Shared Flashcard Set


COMP3017 - Lecture 5 - Query Processing
COMP3017 - Lecture 5 - Query Processing
Computer Science
Undergraduate 3

Additional Computer Science Flashcards




Draw the diagram for Query Processing
What are the types of query plans and their characteristics?
  • Logical query plan
    • Alegebraic representation of query
    • Operators taken from relational algebra
    • Is abstract
  • Physical query plan
    • Algorithms selected for each operator in plan
    • Execution order for specific operators
Please show in the diagra where does query optimization take place
What does the 'selecting logical query plan' stage consist of?
It takes place after the parse query, before select physical query plan, and it consists of
  • Generate Logical Query plan
  • Rewrite logical query plan
What are Physical Plan Operators?

Algorithm that implements one of the basic relational operations that are used in query plans


e.g. Relational algebra has join operator. How the join is carried out depends on >Structure of relations, > Size of relations, > Presence of indexes and hashes, etc


What is the computational model for Pyhsical plan operators?



Need to choose good physical plan operators:

  • Estimate "cost" of each operator
  • Key measure of cost is the number of disk accesses (far more costly than main memory accesses)

Assumption: arguments of operator are on disk, result is in main memory

What are the cost parameters of Physical Plan operators?

M: Main memory available for buffers

S(R): Size of a tuple of relation R

B(R): Blocks used to store relation R

T(R): Number of tuples in relation R (Cardinality of R)
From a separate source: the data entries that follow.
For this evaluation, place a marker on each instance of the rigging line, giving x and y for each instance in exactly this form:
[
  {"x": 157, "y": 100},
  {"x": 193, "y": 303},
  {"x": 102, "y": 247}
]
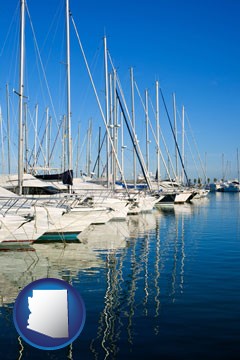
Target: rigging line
[
  {"x": 97, "y": 159},
  {"x": 56, "y": 137},
  {"x": 9, "y": 29},
  {"x": 163, "y": 160},
  {"x": 98, "y": 101},
  {"x": 41, "y": 63},
  {"x": 165, "y": 145},
  {"x": 193, "y": 158},
  {"x": 174, "y": 136},
  {"x": 192, "y": 155},
  {"x": 195, "y": 143},
  {"x": 133, "y": 134}
]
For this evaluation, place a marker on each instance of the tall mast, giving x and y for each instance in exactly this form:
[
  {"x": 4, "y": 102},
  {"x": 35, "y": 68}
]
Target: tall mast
[
  {"x": 78, "y": 152},
  {"x": 183, "y": 134},
  {"x": 115, "y": 128},
  {"x": 158, "y": 134},
  {"x": 46, "y": 141},
  {"x": 20, "y": 92},
  {"x": 106, "y": 107},
  {"x": 8, "y": 129},
  {"x": 99, "y": 150},
  {"x": 147, "y": 130},
  {"x": 2, "y": 144},
  {"x": 122, "y": 142},
  {"x": 133, "y": 126},
  {"x": 69, "y": 135},
  {"x": 26, "y": 137},
  {"x": 175, "y": 132},
  {"x": 238, "y": 164}
]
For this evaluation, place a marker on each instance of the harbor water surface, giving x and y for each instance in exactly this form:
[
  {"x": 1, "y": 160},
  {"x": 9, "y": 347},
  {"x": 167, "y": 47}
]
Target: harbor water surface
[{"x": 164, "y": 285}]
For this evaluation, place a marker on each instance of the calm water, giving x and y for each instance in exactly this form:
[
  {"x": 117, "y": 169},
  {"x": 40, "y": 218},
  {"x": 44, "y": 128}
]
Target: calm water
[{"x": 162, "y": 285}]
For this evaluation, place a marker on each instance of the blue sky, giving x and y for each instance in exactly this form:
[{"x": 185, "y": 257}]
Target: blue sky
[{"x": 191, "y": 47}]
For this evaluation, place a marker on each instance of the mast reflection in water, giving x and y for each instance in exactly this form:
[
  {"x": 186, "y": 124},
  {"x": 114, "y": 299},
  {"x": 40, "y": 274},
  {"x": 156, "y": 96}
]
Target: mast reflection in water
[{"x": 160, "y": 285}]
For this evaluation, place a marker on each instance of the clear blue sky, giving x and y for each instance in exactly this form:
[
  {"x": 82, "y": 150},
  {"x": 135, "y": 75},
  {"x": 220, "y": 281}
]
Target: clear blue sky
[{"x": 191, "y": 47}]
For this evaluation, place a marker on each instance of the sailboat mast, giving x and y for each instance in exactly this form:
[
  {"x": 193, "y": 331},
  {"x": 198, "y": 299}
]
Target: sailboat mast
[
  {"x": 183, "y": 135},
  {"x": 69, "y": 135},
  {"x": 147, "y": 130},
  {"x": 35, "y": 137},
  {"x": 175, "y": 132},
  {"x": 8, "y": 129},
  {"x": 106, "y": 107},
  {"x": 21, "y": 86},
  {"x": 133, "y": 126},
  {"x": 158, "y": 134}
]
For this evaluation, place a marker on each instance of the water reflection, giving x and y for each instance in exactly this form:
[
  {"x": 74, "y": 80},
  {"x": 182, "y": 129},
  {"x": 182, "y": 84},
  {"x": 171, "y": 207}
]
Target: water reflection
[
  {"x": 133, "y": 281},
  {"x": 144, "y": 265}
]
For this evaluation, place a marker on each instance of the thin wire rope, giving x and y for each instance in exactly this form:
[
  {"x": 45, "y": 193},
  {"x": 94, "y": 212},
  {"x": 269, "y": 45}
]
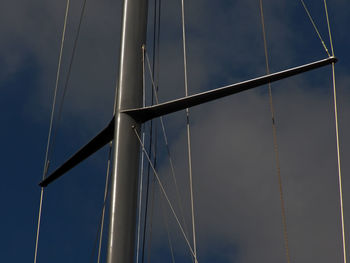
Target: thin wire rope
[
  {"x": 315, "y": 27},
  {"x": 155, "y": 47},
  {"x": 75, "y": 44},
  {"x": 153, "y": 190},
  {"x": 275, "y": 144},
  {"x": 172, "y": 167},
  {"x": 188, "y": 131},
  {"x": 46, "y": 162},
  {"x": 99, "y": 232},
  {"x": 153, "y": 155},
  {"x": 104, "y": 201},
  {"x": 165, "y": 218},
  {"x": 142, "y": 162},
  {"x": 337, "y": 139},
  {"x": 164, "y": 192}
]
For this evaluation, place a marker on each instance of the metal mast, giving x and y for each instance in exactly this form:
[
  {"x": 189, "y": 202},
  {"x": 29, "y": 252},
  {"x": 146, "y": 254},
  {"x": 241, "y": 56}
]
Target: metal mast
[
  {"x": 129, "y": 113},
  {"x": 124, "y": 180}
]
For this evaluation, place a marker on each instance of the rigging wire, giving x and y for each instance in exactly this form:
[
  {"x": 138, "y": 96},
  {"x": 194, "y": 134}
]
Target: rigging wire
[
  {"x": 156, "y": 34},
  {"x": 165, "y": 218},
  {"x": 75, "y": 44},
  {"x": 105, "y": 200},
  {"x": 46, "y": 162},
  {"x": 275, "y": 144},
  {"x": 172, "y": 168},
  {"x": 315, "y": 27},
  {"x": 99, "y": 233},
  {"x": 188, "y": 130},
  {"x": 163, "y": 191},
  {"x": 142, "y": 161},
  {"x": 337, "y": 138}
]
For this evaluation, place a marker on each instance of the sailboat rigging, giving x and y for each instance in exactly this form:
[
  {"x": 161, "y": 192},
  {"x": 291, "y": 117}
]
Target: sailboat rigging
[{"x": 130, "y": 115}]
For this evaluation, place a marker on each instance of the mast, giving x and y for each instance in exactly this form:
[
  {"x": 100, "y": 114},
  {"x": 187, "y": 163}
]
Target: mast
[{"x": 124, "y": 181}]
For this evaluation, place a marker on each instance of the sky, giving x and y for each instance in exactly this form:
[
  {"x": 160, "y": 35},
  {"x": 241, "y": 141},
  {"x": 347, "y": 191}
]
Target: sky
[{"x": 237, "y": 206}]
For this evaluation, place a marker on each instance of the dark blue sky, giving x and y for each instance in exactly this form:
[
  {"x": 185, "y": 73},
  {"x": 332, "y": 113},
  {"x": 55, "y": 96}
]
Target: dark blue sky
[{"x": 236, "y": 195}]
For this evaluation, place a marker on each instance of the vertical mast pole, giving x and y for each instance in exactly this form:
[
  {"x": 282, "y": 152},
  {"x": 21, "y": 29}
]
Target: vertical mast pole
[{"x": 123, "y": 202}]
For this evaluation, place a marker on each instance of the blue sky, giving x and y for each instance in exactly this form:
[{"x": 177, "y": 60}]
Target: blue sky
[{"x": 236, "y": 192}]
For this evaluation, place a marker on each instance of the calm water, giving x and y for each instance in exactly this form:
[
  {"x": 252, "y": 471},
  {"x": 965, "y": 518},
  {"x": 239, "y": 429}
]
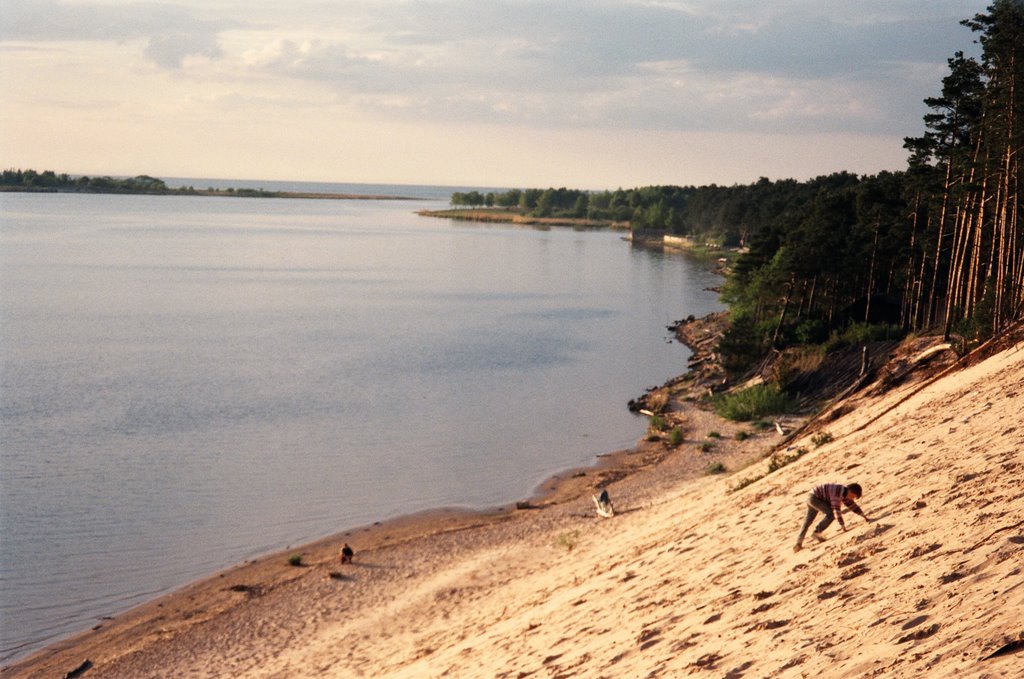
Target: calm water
[{"x": 190, "y": 382}]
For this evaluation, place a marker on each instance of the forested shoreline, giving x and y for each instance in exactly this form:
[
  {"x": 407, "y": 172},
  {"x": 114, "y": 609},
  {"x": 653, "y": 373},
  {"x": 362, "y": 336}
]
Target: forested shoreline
[{"x": 937, "y": 247}]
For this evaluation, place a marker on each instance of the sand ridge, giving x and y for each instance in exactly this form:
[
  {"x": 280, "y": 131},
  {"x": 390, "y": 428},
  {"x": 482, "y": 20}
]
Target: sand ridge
[{"x": 691, "y": 577}]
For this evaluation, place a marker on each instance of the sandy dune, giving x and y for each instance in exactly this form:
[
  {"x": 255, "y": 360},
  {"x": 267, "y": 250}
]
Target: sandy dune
[{"x": 688, "y": 578}]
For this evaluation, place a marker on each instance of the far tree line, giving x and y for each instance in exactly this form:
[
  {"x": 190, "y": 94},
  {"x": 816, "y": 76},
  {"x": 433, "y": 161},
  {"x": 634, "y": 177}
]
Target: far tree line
[{"x": 938, "y": 246}]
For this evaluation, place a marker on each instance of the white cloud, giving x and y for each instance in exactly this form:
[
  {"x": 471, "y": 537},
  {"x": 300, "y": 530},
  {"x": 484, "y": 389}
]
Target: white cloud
[{"x": 616, "y": 68}]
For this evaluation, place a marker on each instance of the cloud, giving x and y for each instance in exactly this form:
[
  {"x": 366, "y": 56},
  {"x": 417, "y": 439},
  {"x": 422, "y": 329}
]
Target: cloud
[
  {"x": 171, "y": 33},
  {"x": 689, "y": 65}
]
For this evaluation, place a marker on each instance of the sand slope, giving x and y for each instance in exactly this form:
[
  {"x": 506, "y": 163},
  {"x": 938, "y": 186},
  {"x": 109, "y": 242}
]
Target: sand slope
[{"x": 689, "y": 578}]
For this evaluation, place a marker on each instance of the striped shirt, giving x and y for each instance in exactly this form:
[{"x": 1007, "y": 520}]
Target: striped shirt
[{"x": 833, "y": 494}]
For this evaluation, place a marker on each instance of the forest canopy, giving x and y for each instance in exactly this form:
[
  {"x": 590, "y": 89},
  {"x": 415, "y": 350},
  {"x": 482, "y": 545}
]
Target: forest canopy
[{"x": 937, "y": 246}]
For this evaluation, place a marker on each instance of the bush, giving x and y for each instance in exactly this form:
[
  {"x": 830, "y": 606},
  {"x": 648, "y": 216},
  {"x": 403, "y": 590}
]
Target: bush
[
  {"x": 751, "y": 404},
  {"x": 779, "y": 460},
  {"x": 741, "y": 344},
  {"x": 821, "y": 438},
  {"x": 861, "y": 333},
  {"x": 743, "y": 482},
  {"x": 657, "y": 400}
]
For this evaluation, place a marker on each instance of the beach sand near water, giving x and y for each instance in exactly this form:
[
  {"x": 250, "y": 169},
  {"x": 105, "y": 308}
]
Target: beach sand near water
[{"x": 690, "y": 577}]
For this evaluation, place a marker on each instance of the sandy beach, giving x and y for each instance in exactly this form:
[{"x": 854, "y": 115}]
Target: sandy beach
[{"x": 694, "y": 575}]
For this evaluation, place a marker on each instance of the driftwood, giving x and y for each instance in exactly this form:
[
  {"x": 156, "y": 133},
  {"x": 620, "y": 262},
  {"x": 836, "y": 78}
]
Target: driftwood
[{"x": 80, "y": 670}]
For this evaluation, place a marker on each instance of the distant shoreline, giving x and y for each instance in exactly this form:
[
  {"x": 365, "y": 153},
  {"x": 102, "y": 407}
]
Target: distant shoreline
[
  {"x": 220, "y": 193},
  {"x": 513, "y": 217}
]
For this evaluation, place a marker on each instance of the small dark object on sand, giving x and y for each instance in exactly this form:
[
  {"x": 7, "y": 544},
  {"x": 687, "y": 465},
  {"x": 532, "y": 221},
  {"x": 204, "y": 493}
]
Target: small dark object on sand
[
  {"x": 80, "y": 670},
  {"x": 1011, "y": 647}
]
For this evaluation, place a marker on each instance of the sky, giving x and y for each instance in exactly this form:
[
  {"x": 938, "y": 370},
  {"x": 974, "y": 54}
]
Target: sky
[{"x": 587, "y": 94}]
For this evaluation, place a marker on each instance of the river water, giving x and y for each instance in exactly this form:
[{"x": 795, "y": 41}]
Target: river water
[{"x": 189, "y": 382}]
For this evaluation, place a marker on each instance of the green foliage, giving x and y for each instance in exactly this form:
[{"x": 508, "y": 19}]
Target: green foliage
[
  {"x": 741, "y": 344},
  {"x": 658, "y": 423},
  {"x": 821, "y": 438},
  {"x": 568, "y": 540},
  {"x": 753, "y": 402},
  {"x": 717, "y": 468},
  {"x": 747, "y": 480},
  {"x": 779, "y": 460},
  {"x": 862, "y": 333}
]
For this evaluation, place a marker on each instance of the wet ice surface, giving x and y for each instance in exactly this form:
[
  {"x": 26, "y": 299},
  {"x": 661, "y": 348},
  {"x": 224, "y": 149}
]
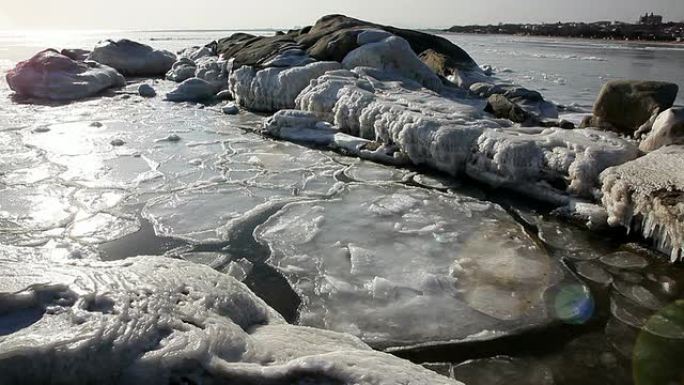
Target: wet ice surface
[{"x": 397, "y": 257}]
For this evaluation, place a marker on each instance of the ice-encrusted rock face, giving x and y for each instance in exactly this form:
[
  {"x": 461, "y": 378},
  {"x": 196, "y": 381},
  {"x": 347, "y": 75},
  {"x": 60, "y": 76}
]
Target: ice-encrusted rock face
[
  {"x": 274, "y": 88},
  {"x": 450, "y": 133},
  {"x": 668, "y": 128},
  {"x": 132, "y": 58},
  {"x": 393, "y": 55},
  {"x": 401, "y": 266},
  {"x": 181, "y": 70},
  {"x": 547, "y": 163},
  {"x": 647, "y": 195},
  {"x": 627, "y": 104},
  {"x": 51, "y": 75},
  {"x": 192, "y": 90},
  {"x": 155, "y": 320}
]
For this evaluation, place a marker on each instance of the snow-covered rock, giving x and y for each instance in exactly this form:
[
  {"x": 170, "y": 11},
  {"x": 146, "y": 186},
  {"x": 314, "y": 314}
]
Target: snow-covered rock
[
  {"x": 547, "y": 163},
  {"x": 51, "y": 75},
  {"x": 667, "y": 129},
  {"x": 145, "y": 90},
  {"x": 273, "y": 89},
  {"x": 182, "y": 70},
  {"x": 647, "y": 195},
  {"x": 393, "y": 55},
  {"x": 192, "y": 90},
  {"x": 133, "y": 58},
  {"x": 434, "y": 269},
  {"x": 156, "y": 320}
]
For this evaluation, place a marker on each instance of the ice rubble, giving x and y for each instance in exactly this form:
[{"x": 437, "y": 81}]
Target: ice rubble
[
  {"x": 155, "y": 320},
  {"x": 274, "y": 88},
  {"x": 132, "y": 58},
  {"x": 400, "y": 266},
  {"x": 647, "y": 195},
  {"x": 450, "y": 133}
]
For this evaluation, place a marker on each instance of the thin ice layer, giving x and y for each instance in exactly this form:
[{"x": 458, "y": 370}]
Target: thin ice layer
[
  {"x": 401, "y": 266},
  {"x": 155, "y": 320},
  {"x": 647, "y": 195}
]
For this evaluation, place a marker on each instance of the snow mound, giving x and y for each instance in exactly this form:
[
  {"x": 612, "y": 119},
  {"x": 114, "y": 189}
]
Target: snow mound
[{"x": 647, "y": 195}]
V(R,a): Number of distinct values for attribute a in relation R

What is a clustered 1) File, 2) relation and 3) index?
  1. Tuples from different relations that can be joined (on particular attribute values) stored in blocks together.
    • [R1 R2 S1 S2] [R3 R4 S3 S4]
  2. Tuples from relation are stored together in blocks, but not necessarily sorted
    • [R1 R2 R3 R4] [R5 R6 R7 R8]
  3. Index allows tuples to be read in an order that corresponde to physical order
What does scanning consist of?
  • e.g. Read all tuples of relation R (that satisfy some predicate)
  • Two variants
    • Table Scan 
    • Index Scan
What are the characteristics of Table scan?
  • Tuples arranged in blocks
    • All blocks known to the system
    • Possible to get blocks one at a time
  • I/O Cost
    • B(R) disk accesses, if R is clustered
    • T(R) disk accesses, if R is not clustered
What are the characteristics of Index Scan?
  • An index exists on some attribute of R
    • Use index to find all blocks holding R
    • Retreive blocks for R
  • I/O Cost
    • B(R) + B(IR) disk accesses if clustered
    • B(R) >> B(IR), so treat as only B(R)
    • T(R) disk accesses if not clustered
What are the main characteristics of one-pass algorithms?
  • Read data from disk only once
  • Typically require that at least one argument fits in main memory
  • Three broad categories:
    • Unary, tuple at a time (i.e. select, project)
    • Unary, full relation (i.e. duplicate elimination, grouping)
    • Binary, full relation
Describe the one-pass unary, tuple at a time
  • Algorithm:
    • Foreach block of R:
      • Copy block to input buffer
      • Perform operation (select, project) on each tuple in block
      • Move selected/projected tuples to output buffer
  • Cost:
    • In general, B(R) or T(R) disk accesses depending on clustering
    • If operator is a select that compares an attribute to a constant and index exists for attributes used in select, <<B(R) disk accesses
Requires M >= 1


Describe the Unary, Full-relation, one pass algorithm and cost
  • Algorithm (Normal):
    • foreach block of R
      • Copy block to input buffer
      • update accumulator
      • move tuples to output buffer
  • Algorithm (Duplicate Elimination)
    • foreach block of R:
      • copy block to input buffer
      • foreach tuple in block
        • If tuple is not in accumulator
          • copy to output buffer
        • else copy to accumulator
  • Requires M >= B(d(R))+1 block of main memory
    • 1 block for input buffer
    • M-1 blocks for accumulator (records each tuple seen so far)
  • Accumulator implemented as in-memory data structure (tree, hash)
  • If fewer than B(d(R)) blocks available, thrashing likely
  • Cost is B(R) disk accesses
What are the characteristics of grouping in a unary, full relation?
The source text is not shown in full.